The Original Experiment
Back in the 1970s, psychologist Philip Zimbardo launched what would become one of the most infamous studies in history: the Stanford Prison Experiment. Ordinary men were divided into two groups—guards and prisoners—and placed in a simulated prison environment. What was supposed to last two weeks collapsed after only six days. The guards, once average citizens, turned into abusers. They humiliated the prisoners, barked orders, stripped them of dignity, and invented punishments. The prisoners, in turn, broke down emotionally—some crying, others experiencing full-blown psychological distress. Though it was only an experiment, roles consumed reality. And the lesson was undeniable: power without accountability doesn’t just corrupt—it transforms.
From Prison to Workplace
It’s tempting to treat this as a relic of the 1970s. But the truth is, the experiment never ended—it just changed uniforms. The khakis and mirrored sunglasses of the guards were traded in for button-up shirts, lanyards, and corporate smiles. Today, the “prison” is the workplace, and the “guards” are managers, supervisors, and bosses. In America, most of those managers are white—not by accident, but by design. This structure is not random; it reflects a system rooted in white supremacy, where whiteness is conditioned to equal authority.
Entitlement to Authority
From birth, many white Americans are conditioned to see themselves as the natural leaders.

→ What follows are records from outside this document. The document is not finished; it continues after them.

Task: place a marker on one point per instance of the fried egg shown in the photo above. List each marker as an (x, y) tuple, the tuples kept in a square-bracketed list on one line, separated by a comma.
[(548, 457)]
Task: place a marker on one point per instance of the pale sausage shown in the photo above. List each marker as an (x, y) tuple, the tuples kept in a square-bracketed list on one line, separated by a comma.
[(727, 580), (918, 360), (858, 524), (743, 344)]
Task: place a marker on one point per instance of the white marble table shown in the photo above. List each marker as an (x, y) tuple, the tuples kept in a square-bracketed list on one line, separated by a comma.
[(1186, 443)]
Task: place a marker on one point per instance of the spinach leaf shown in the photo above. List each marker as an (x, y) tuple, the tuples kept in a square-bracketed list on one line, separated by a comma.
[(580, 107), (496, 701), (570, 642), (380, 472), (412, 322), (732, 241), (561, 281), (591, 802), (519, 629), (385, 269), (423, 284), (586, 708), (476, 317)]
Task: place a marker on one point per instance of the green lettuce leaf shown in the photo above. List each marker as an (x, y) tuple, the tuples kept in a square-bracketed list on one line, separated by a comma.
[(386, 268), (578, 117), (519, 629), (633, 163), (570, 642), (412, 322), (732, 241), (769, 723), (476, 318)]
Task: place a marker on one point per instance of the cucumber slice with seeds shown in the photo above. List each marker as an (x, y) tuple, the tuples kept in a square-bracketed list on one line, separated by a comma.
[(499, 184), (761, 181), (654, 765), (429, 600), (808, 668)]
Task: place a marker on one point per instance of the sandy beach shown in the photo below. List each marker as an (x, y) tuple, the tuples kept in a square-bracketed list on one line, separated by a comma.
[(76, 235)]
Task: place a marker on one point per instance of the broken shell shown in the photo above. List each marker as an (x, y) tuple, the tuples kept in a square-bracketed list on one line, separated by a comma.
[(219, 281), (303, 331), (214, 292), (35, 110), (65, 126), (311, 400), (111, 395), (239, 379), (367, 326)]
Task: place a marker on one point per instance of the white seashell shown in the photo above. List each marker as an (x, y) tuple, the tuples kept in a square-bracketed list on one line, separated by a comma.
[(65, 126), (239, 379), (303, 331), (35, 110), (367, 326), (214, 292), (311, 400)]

They are told, consciously or unconsciously, that they are the decision makers, the visionaries, the default standard of competence. By the time they step into management, the culture has already prepared them to feel entitled to power. Give them an office, a title, and the ability to hire or fire—and the same psychological shift we saw in the Stanford study emerges. Control becomes intoxicating, and their authority feels validated as long as others are beneath them.
Modern Tools of Control
Unlike the guards of the experiment, today’s managers rarely need physical force. Their weapons are psychological: write-ups, “coaching sessions,” subtle schedule changes that interfere with childcare, impossible deadlines, and public shaming in meetings. These tactics may appear professional on the surface, but they are mechanisms of domination. Employees are worn down not by chains but by constant surveillance, humiliation, and the fear of losing their livelihood. It’s psychological warfare dressed as performance management.
The Poisoned Tree
It’s true— not all managers are abusive. But focusing on individuals misses the point. The problem lies in the structure itself. The corporate system, like the prison experiment, rewards domination. It rewards those who control rather than those who uplift. The rush that comes from exercising authority is addictive, and many managers—especially white ones socialized into entitlement—lean into that rush. The structure is poisoned, and good apples cannot undo the soil they grew from.
Expert Analysis
Sociologists and organizational psychologists have long warned that hierarchical power without accountability leads to abuse. The Stanford Prison Experiment is frequently cited as evidence of this dynamic: ordinary people, when placed in roles of unchecked authority, adopt behaviors of cruelty and domination. Corporate America replicates this model, but under the guise of professionalism. When racial hierarchy overlays corporate hierarchy, the effect is magnified. White managers often receive unearned credibility, while employees of color are scrutinized, silenced, or pushed out. The experiment continues, not in a basement at Stanford, but in offices across the country.
Summary
The Stanford Prison Experiment revealed how quickly ordinary people become oppressors when given power. Today, that experiment lives on in corporate America. Managers—disproportionately white—exercise authority through psychological control, manipulating schedules, workloads, and reputations. The system itself is designed to reward abuse, not accountability, and the racial hierarchy ensures that whiteness often equals leadership.
Conclusion
The Stanford Prison Experiment ended in six days because it became too dangerous to continue. Yet in America, the larger version never stopped. It thrives in offices, boardrooms, and bureaucracies, shaping how people work and live. The tragedy is that there is no professor stepping in to shut it down, no debrief at the end of the trial. The experiment simply continues, generation after generation. And until the structure itself is confronted, the guards will keep their power, and the prisoners will keep paying the price.